Picnic essentials and non-essentials – a GHD has no place at EP, but don’t forget the baby wipes
And remember to keep your sense of wellbeing well irrigated
The Wanderly shower: for self-irrigation
Randomers: they’re everywhere, you know
Does Wanderly Wagon have a socket that’d power my hair- straightener?” Technically the answer to this question is yes, but when asked by an image-conscious friend who’s heading for Electric Picnic, I played it cagey. Keeping the stash of salty breakfast meat cool and edible until Monday is a priority; sausage trumps straightener. Stronger than the desire to avoid half-rotted rashers, is a twisted sense of festival etiquette that tells me a GHD should have no place at EP. This prejudice against persons wishing to primp and preen in our partying pairceanna is misplaced and irrational, nevertheless, I want no hand, act or part in the powdering and prinking. There’s a hairbrush in my essential festival kitbag, but it’s a flask for smuggling contraband hooch. Yo que soy contrabandista – d’ól mé!

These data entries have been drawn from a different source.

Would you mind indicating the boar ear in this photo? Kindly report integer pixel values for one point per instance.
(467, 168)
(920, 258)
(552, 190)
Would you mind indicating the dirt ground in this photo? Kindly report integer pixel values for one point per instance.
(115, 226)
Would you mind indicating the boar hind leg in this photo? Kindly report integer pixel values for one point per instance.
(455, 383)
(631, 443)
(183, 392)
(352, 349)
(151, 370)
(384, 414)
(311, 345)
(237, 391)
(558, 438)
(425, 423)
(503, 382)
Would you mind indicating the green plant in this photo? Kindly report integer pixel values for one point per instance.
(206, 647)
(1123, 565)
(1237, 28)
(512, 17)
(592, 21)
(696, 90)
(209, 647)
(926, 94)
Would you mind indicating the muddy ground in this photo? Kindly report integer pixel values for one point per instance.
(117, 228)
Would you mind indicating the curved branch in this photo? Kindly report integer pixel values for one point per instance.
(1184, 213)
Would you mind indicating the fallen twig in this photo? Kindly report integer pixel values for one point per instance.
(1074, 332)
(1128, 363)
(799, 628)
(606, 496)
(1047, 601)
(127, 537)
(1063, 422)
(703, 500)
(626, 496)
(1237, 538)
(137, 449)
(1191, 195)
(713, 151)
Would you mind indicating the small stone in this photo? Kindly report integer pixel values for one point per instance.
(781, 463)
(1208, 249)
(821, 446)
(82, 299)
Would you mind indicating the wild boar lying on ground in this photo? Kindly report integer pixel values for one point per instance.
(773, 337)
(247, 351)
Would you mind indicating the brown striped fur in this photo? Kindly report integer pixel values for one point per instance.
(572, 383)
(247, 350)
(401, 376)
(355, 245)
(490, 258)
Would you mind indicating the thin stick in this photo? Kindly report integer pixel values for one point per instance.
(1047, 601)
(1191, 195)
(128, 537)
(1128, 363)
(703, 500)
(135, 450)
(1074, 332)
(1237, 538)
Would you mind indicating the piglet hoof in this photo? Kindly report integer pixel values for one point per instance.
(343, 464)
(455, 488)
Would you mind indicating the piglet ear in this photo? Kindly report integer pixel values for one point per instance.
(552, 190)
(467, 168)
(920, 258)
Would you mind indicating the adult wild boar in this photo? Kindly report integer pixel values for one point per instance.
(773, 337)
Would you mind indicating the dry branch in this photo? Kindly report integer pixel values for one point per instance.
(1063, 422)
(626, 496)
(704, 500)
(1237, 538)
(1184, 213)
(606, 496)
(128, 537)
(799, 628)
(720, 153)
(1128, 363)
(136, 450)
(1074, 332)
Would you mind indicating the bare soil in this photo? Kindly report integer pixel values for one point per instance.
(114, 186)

The two most important words for anyone preparing for a stint in tent, van, bush or yurt are these: baby wipes. Don’t leave home without them. The baby wipe bath is the handiest festival freshener known to man. For extra poke, stick them in the cool box with the rashers and brace yourself for some extra zing. Particularly handy if you’ve over done it on the cider and the spicy delights from Kinara Kitchen (keep sketch for these maestros of Madras at EP). A step up from the baby wipe is the antibacterial pet wipe. Designed specifically for wiping down grubby dogs and cats, these are very large wipes designed for animals instead of babies, perfect for the Irish festivaling public. Aldi occasionally stock these bad boys, I’ve gone through four packs. The only side effect I have to report is a positive one: I’ve remained flea free.
ctrl-alt-delete The male equivalent of ctrl-alt-delete is achieved by rinsing your undercarriage. There comes a point in every festival campaign when you need to reset, to feel human again. Baby wipes just won’t cut it, you need to feel cool running water rinsing your gongle-pouch (and other less important areas), irrigating your sense of wellbeing. A shower bag costs less than a tenner in any good camping shop, a collapsable water container is cheaper again, and if you include a length of rope in your kitbag, you can hoist your sprinkler on a tree, large fence or campsite watchtower and engage reset. You’re welcome.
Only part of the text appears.